Cette idole hideuse, voilà le Palladium de la franc-maçonnerie universelle. C’est devant elle, — ainsi l’attestent les membres du Sérénissime Grand Collège, — que le Dieu-Bon se manifeste en personne, régulièrement une fois par semaine.

Cette apparition fait partie de celles dont je n’ai pas été témoin ; à ce sujet, je ne fais donc que répéter ce qui m’a été déclaré.

Voici, d’après Chambers, comment a lieu cette manifestation :

Les murs du Sanctum Regnum, qui sont sans ornement, mais peints d’une couche uniforme d’un vert extrêmement vif (on en éprouve un vrai malaise de la vue, en entrant), se mettent tout à coup à « suer des flammes ». Une chaleur intense se produit ; mais on n’en est nullement incommodé. Sept craquements sourds se font entendre ; il semble que le sol se déchire formidablement à une lointaine profondeur. Les assistants tombent alors à genoux et baisent le sol. Un souffle chaud et impétueux leur brûle le visage, l’espace d’une seconde à peine. À l’instant même, ils voient Lucifer devant eux, debout, à trois pas en avant du Baphomet.

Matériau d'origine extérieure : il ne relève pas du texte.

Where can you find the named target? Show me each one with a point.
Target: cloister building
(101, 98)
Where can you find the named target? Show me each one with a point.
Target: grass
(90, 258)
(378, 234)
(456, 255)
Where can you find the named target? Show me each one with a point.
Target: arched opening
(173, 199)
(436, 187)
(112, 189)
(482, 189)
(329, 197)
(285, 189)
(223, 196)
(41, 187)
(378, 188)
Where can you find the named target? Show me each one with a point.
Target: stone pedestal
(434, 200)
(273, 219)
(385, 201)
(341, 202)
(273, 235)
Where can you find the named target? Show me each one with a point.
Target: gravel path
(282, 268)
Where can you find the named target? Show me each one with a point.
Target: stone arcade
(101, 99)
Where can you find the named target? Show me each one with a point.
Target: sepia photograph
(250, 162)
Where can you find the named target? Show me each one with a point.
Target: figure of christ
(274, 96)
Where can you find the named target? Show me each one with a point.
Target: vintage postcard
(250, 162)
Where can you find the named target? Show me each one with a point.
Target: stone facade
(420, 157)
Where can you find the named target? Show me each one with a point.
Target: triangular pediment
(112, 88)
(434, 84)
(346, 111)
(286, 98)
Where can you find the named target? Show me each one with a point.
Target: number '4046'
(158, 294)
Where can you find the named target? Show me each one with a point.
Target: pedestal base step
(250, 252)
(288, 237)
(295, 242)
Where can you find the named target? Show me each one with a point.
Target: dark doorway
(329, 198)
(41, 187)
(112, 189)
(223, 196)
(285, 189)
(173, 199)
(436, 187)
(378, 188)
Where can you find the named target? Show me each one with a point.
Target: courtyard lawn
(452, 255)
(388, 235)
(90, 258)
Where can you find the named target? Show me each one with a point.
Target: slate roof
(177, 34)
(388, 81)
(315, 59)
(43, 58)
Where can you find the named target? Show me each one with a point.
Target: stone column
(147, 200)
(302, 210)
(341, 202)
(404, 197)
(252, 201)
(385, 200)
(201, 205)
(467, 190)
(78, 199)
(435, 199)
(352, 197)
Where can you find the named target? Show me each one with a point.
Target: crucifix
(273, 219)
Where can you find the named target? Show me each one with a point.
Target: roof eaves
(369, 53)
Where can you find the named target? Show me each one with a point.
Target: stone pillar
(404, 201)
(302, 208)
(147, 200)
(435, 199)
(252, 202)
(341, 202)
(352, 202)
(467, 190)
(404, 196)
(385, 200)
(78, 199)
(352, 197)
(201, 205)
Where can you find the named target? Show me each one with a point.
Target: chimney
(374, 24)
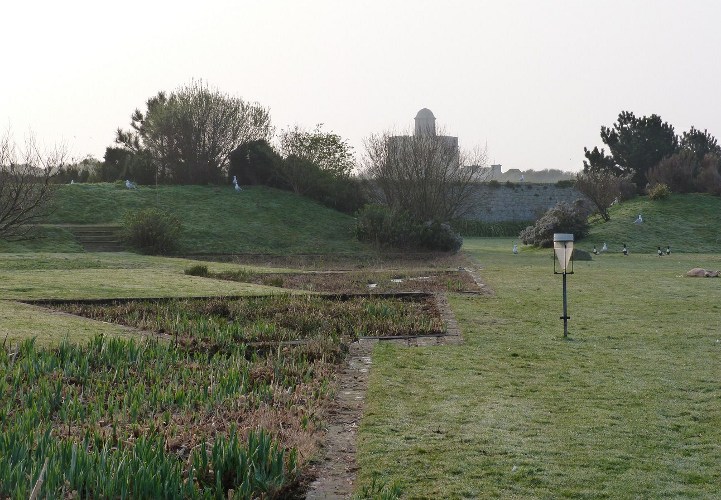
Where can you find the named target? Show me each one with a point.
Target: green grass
(689, 223)
(216, 220)
(626, 408)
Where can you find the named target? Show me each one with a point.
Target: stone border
(336, 471)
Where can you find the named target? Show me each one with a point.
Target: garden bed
(221, 394)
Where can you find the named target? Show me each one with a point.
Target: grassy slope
(215, 219)
(627, 408)
(689, 223)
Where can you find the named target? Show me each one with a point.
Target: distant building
(425, 127)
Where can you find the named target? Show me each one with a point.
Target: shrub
(563, 218)
(436, 235)
(152, 231)
(658, 192)
(379, 225)
(627, 188)
(676, 172)
(197, 270)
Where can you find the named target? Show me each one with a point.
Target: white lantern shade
(563, 248)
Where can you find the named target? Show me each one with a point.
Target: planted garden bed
(226, 394)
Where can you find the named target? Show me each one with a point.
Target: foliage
(635, 145)
(26, 188)
(152, 231)
(659, 192)
(382, 226)
(81, 171)
(190, 133)
(256, 163)
(708, 179)
(677, 172)
(602, 188)
(699, 144)
(124, 164)
(563, 218)
(425, 176)
(436, 235)
(326, 150)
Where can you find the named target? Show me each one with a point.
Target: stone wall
(519, 202)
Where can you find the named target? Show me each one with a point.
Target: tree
(635, 145)
(424, 175)
(256, 162)
(678, 172)
(699, 143)
(190, 133)
(26, 186)
(602, 188)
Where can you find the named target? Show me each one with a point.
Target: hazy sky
(532, 79)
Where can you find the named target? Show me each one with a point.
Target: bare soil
(335, 472)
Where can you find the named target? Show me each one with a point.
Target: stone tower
(425, 123)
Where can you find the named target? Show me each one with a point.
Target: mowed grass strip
(627, 407)
(216, 219)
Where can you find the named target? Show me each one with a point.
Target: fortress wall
(522, 202)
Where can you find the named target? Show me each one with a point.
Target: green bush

Il n’apparaît pas sous une forme monstrueuse, mais comme un beau jeune homme d’une trentaine d’années. Des fois, il a des ailes ; d’autres fois, non. Les arcades sourcilières sont généralement contractées.

Aussitôt paru, il impose les mains sur les assistants, qui se sentent embrasés d’un feu mystérieux ; ils en éprouvent une douleur étrange, mêlée de volupté, m’a dit Chambers. Après quoi, il leur dit de s’asseoir ; mais, lui, il demeure debout.

L’entrevue est de durée variable, mais n’excède jamais trente-trois minutes.

Il parle d’une voix brève, par phrases courtes, d’un ton un peu saccadé ; toutefois, le timbre est mélodieux : on dirait une musique charmeuse.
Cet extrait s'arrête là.